Most people take for granted that, almost by default, their smartphones send their location to manufacturers and app developers unless they explicitly say no. Sometimes, however, “no” doesn’t actually always mean no. That’s the rather sticky situation that Google has suddenly found itself in after Associated Press launched an investigation on how the tech giant keeps on tracking your location even after you turn certain settings off. Now Google is updating its policy not to change the feature but to just let people know what it really does.
At the heart of this small controversy is Google’s Location History which, as the name suggests, keeps track of your location collected when you use certain Google services, notably Search and Maps. You can turn it off, just like any other privacy setting, and the previous wording, now only accessible via the Internet Archives, was simple and clear:
“You can turn off Location History at any time. With Location History off, the places you go are no longer stored. When you turn off Location History for your Google Account, it’s off for all devices associated with that Google Account.”

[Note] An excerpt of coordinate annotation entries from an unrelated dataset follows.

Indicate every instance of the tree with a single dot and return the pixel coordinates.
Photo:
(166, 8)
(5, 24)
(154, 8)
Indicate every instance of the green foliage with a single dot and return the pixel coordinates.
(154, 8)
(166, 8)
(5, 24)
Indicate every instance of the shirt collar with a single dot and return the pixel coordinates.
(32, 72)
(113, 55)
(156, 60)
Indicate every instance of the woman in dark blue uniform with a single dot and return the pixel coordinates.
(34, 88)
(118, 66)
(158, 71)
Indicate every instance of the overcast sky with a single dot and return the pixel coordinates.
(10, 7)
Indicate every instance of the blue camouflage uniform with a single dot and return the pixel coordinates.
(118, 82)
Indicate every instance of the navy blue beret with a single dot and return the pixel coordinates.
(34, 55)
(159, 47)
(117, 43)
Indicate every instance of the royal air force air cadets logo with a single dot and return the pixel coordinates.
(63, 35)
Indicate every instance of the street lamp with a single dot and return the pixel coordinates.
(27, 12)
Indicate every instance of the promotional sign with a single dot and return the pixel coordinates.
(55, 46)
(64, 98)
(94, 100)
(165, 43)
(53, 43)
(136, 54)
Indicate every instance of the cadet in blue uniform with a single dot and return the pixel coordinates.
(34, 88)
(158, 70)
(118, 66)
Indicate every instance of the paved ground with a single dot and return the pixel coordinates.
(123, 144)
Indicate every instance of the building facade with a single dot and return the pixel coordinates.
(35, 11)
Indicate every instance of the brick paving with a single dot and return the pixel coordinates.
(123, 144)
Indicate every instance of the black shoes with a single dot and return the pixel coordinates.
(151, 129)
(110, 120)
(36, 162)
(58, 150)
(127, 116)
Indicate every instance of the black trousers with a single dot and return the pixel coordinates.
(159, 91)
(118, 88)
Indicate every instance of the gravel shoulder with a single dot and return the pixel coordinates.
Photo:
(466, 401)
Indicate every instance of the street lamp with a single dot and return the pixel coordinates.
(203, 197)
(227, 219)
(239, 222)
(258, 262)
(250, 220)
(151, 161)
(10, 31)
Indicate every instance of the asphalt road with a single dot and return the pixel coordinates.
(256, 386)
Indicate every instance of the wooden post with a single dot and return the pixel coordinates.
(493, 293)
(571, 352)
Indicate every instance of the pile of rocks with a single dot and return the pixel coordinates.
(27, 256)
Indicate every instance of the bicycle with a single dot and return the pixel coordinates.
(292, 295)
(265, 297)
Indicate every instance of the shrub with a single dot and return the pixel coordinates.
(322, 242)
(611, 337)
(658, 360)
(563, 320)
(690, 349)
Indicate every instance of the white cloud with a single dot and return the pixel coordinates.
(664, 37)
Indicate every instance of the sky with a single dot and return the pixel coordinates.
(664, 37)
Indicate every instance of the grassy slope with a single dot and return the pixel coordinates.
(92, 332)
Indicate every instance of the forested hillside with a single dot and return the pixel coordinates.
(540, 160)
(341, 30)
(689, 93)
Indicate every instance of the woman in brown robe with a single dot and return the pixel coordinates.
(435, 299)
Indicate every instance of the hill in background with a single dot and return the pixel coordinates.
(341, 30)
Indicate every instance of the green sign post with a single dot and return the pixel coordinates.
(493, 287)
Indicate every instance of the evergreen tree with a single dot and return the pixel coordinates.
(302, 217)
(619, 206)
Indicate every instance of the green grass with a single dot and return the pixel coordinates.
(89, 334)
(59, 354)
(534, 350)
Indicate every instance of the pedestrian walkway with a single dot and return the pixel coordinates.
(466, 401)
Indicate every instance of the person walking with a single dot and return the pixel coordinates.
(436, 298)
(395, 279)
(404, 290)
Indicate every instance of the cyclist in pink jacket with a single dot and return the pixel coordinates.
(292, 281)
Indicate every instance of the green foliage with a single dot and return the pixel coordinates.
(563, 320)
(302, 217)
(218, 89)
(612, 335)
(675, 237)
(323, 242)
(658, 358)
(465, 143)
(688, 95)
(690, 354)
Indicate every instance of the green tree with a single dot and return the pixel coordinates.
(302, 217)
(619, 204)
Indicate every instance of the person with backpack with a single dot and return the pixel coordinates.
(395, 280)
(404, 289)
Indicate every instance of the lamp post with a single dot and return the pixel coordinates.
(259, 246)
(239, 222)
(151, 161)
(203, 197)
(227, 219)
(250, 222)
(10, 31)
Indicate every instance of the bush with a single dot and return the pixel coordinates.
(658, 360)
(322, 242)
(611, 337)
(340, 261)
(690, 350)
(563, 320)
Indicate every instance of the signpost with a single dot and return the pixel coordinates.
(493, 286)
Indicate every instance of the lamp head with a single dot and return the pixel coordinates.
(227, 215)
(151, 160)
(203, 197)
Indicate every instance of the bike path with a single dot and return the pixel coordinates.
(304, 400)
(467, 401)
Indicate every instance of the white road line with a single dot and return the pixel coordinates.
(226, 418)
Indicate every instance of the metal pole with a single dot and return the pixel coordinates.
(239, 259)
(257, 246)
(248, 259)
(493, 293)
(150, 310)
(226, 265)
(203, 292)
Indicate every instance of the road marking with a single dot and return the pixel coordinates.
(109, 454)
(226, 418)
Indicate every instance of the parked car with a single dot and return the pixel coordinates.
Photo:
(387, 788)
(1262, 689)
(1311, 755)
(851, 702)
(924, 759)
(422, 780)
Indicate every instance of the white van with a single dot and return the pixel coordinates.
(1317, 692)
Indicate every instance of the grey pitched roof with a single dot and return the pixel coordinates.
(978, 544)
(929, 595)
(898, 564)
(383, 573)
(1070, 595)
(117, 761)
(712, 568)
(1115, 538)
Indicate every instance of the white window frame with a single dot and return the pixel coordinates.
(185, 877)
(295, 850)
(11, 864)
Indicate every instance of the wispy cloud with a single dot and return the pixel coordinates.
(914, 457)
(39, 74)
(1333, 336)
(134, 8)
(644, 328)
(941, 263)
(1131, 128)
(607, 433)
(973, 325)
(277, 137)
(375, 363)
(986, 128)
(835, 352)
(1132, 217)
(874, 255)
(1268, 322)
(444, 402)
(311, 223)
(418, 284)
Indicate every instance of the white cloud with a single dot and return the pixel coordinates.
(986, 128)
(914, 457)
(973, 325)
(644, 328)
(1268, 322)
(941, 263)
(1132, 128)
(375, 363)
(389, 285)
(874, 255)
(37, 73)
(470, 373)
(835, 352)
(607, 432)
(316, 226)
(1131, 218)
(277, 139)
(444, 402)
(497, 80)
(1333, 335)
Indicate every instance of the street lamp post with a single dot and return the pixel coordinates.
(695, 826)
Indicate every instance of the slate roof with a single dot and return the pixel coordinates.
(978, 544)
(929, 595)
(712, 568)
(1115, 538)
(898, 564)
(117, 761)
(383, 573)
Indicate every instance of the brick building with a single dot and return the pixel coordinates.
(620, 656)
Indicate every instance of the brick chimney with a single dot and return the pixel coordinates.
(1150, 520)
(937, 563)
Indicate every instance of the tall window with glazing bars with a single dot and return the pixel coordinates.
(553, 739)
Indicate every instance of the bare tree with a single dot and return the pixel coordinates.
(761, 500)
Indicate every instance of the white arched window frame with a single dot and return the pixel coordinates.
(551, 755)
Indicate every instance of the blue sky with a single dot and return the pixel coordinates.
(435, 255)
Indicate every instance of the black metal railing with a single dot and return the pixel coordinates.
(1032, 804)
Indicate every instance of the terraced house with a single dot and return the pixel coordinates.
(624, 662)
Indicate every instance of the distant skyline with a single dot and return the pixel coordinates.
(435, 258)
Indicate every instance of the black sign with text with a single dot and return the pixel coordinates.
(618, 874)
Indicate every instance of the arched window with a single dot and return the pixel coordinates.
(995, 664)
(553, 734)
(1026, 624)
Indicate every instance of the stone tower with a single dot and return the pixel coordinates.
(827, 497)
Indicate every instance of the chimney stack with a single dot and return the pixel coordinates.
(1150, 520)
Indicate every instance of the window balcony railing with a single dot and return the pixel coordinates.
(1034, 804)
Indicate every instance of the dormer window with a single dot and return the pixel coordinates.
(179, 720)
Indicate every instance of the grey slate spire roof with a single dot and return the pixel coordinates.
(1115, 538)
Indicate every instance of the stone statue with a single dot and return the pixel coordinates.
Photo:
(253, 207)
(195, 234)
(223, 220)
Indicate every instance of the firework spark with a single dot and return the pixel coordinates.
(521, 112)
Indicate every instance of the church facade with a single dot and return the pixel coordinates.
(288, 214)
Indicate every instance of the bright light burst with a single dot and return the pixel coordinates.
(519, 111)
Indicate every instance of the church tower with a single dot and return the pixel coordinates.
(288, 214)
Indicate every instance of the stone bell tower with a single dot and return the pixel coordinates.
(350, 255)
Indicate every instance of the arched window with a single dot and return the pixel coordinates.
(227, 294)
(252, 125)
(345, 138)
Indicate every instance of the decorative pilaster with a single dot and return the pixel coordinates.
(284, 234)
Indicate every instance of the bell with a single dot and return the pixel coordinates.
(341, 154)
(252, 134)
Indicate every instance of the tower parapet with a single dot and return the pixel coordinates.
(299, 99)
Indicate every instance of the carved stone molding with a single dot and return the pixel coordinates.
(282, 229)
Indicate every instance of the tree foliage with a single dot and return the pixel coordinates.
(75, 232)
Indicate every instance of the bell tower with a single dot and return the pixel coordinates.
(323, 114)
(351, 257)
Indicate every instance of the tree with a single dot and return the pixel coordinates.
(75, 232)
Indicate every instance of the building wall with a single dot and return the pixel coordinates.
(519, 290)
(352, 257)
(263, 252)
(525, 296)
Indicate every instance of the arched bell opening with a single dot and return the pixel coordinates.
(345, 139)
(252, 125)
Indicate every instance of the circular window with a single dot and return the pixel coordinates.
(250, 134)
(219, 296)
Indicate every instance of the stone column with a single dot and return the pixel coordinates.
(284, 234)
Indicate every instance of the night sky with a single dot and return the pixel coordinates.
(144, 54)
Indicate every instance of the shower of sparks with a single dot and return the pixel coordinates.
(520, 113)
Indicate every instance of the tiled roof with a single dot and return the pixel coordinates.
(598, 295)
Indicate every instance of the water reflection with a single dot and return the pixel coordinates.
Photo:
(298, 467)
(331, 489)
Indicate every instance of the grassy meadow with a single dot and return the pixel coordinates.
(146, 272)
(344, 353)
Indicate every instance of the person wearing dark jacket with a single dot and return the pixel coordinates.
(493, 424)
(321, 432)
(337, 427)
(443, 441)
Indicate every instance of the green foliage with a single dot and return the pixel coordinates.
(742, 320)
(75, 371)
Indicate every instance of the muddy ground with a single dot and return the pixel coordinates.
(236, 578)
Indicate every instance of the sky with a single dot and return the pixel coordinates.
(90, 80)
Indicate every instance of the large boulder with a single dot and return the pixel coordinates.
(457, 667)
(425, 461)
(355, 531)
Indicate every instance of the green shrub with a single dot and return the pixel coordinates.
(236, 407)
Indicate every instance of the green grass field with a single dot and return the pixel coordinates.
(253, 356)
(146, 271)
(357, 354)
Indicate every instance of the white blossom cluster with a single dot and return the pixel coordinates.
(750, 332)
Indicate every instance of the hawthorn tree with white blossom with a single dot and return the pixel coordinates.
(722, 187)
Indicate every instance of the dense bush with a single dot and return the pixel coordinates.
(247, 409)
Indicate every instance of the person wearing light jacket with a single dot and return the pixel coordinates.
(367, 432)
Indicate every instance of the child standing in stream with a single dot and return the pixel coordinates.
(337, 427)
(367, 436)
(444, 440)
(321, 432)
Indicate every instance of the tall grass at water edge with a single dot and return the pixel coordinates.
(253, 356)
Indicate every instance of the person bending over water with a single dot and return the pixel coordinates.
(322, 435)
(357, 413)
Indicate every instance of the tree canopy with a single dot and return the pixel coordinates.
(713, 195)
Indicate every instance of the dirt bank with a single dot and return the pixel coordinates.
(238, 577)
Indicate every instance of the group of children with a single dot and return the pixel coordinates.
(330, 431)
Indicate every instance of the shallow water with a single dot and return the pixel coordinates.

Now, however, the text has changed to reflect what AP says Google was doing all along. Here’s the text, with emphasis on what’s new:
“You can turn off Location History at the account level at any time.
This setting does not affect other location services on your device, like Google Location Services and Find My Device. Some location data may be saved as part of your activity on other services, like Search and Maps. When you turn off Location History for your Google Account, it’s off for all devices associated with that Google Account.”
The first part of the change may be expected since you’d still want to be able to find locate your device, which requires Google to keep tabs on where your phone is. Others, however, may take issue with Google continuing to track device location for some services even after you told it not to. Search, Maps, and Google Location Services are explicitly named but there might be others as well.
The AP report doesn’t say if Google gave any explanation why it keeps on tracking. For some users and privacy advocates, it’s all about ads and profiting from those. For now, at least, Google has met the bare minimum legal requirement to not misrepresent what it’s collecting from users, whether users agree to its reasons or not.